The Life-Cycle of Wind Generated Near-Inertial Waves in Strong Ocean Fronts

Speaker: Dan Whitt, Stanford University

Location: Warren Weaver Hall 1302

Date: Wednesday, March 12, 2014, 3:30 p.m.


The life-cycle of wind generated near-inertial waves in strong ocean fronts Abstract: The question of how wind-forced near-inertial waves interact with strongly baroclinic ocean fronts,such as wintertime western boundary currents, is investigated using theory, idealized numerical simulations, and observations.

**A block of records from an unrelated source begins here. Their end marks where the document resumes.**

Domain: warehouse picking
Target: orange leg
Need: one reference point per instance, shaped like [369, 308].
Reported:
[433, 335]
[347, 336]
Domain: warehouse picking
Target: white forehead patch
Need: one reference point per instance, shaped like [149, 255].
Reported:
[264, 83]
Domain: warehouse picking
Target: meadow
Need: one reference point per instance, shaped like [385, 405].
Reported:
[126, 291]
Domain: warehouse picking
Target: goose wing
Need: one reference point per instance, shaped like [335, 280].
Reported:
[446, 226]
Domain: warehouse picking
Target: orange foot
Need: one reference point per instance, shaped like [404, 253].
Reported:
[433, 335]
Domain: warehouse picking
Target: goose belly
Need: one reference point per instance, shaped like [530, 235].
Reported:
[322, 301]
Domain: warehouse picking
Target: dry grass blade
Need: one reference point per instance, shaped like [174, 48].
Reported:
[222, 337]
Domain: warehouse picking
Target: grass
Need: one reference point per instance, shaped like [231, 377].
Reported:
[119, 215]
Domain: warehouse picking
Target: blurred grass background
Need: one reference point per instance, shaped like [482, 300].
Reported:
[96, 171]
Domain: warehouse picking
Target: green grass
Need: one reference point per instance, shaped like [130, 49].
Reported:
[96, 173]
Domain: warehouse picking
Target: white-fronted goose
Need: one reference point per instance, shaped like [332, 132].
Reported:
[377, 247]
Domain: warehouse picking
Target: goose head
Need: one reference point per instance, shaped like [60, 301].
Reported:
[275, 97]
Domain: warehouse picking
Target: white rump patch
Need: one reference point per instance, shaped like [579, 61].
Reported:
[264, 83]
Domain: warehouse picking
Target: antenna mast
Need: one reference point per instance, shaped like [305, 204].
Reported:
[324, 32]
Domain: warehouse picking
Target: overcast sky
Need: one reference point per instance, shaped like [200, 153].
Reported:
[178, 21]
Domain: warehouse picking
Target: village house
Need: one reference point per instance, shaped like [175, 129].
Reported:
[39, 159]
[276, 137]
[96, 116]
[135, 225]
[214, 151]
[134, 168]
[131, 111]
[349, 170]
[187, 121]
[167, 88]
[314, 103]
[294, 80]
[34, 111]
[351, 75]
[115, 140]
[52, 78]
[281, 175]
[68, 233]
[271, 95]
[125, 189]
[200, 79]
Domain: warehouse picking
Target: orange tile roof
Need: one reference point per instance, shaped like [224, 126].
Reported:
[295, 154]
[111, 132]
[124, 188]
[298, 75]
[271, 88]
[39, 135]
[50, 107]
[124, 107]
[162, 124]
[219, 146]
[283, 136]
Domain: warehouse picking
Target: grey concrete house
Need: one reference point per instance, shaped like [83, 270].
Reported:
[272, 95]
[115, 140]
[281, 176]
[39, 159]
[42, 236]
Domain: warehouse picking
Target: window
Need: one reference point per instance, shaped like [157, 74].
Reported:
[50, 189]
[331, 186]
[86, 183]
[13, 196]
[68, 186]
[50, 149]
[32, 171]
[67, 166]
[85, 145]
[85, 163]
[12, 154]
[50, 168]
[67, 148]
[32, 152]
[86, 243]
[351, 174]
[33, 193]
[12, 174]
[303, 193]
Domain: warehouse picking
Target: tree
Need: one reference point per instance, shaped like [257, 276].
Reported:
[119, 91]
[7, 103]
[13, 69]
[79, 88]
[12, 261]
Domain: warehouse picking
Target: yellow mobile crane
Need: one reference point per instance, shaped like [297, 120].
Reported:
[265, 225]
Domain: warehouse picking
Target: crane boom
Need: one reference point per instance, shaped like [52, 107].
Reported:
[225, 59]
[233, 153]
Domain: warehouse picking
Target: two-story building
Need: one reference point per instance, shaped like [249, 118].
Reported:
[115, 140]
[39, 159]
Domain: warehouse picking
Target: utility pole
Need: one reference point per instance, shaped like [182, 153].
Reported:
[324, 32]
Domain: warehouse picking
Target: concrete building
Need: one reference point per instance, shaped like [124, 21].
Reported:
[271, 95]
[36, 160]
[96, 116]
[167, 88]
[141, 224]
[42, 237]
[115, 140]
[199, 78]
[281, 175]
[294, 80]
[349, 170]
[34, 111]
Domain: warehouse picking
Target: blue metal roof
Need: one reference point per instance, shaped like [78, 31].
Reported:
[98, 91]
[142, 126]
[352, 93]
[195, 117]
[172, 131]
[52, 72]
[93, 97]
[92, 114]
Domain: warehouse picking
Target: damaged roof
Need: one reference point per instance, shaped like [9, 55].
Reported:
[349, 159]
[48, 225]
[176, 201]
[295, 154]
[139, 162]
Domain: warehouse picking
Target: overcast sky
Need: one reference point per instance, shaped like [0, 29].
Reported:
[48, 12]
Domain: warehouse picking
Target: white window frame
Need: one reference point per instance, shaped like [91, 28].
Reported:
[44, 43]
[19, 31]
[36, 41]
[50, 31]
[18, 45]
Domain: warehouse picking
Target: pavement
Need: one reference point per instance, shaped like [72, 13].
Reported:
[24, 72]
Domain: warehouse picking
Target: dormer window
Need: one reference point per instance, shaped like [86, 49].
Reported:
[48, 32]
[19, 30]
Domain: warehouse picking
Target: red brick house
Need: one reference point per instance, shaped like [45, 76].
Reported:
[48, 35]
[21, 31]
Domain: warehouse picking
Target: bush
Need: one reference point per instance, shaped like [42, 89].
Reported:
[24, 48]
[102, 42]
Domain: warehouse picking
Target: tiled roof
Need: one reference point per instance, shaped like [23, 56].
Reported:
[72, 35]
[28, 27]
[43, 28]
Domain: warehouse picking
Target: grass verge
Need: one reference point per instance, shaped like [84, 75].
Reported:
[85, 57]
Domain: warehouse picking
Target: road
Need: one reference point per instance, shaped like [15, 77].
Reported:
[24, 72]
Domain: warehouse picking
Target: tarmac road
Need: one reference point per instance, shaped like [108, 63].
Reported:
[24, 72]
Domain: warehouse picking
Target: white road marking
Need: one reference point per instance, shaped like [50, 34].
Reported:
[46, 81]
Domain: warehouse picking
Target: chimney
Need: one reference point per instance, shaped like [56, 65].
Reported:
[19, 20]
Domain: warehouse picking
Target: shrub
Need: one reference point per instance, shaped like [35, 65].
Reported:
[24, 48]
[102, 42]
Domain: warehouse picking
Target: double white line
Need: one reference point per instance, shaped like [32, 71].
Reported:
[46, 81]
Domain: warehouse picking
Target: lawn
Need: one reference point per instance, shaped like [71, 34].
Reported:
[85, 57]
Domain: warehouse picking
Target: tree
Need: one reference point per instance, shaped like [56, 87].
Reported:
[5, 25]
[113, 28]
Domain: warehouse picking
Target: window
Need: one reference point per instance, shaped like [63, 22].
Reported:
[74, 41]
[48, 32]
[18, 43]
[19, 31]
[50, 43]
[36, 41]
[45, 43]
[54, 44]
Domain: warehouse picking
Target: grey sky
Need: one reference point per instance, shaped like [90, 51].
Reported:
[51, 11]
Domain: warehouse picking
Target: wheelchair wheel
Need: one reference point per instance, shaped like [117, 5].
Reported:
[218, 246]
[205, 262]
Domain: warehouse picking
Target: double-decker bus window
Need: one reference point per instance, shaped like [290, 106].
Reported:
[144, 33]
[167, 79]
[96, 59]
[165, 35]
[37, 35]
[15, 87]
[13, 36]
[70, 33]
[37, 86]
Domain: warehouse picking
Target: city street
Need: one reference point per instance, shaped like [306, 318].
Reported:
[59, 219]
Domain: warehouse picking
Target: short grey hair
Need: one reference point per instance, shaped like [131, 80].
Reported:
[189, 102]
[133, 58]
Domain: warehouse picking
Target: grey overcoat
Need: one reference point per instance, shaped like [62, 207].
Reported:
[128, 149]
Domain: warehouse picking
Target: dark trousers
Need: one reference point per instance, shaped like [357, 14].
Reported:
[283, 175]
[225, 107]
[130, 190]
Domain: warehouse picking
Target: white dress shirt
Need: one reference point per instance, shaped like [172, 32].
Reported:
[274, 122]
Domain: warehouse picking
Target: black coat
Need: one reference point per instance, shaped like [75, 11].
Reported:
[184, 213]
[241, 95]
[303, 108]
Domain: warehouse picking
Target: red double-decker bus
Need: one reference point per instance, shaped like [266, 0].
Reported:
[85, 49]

The investigation considers the full life-cycle of near-inertial waves in this context, including generation by atmospheric forcing, radiation from the boundary layer, propagation in the upper thermocline, blocking, trapping and amplification at internal turning points and critical layers, and ultimately wave breaking and dissipation there.Two key results emerge from this narrative: 1) although the dynamics of inertia-gravity wave propagation in strong fronts is qualitatively different from propagation in the absence of a background flow, the essential physics of near-inertial wave propagation can still be characterized by two conservation laws: i) conservation of absolute momentum, and ii) conservation of buoyancy. 2) The ubiquitous banded shear observed in the upper thermocline of the north wall front in the winter Gulf Stream over the course of a month-long observational campaign in the winter of 2012, leads to the conclusion that western boundary current fronts are undersea ?surf-zones? for near-inertial waves. That is, in the presence of strong and persistent atmospheric forcing, they are regions of persistently amplified wave shear, strong vertical velocities, enhanced turbulence and mixing.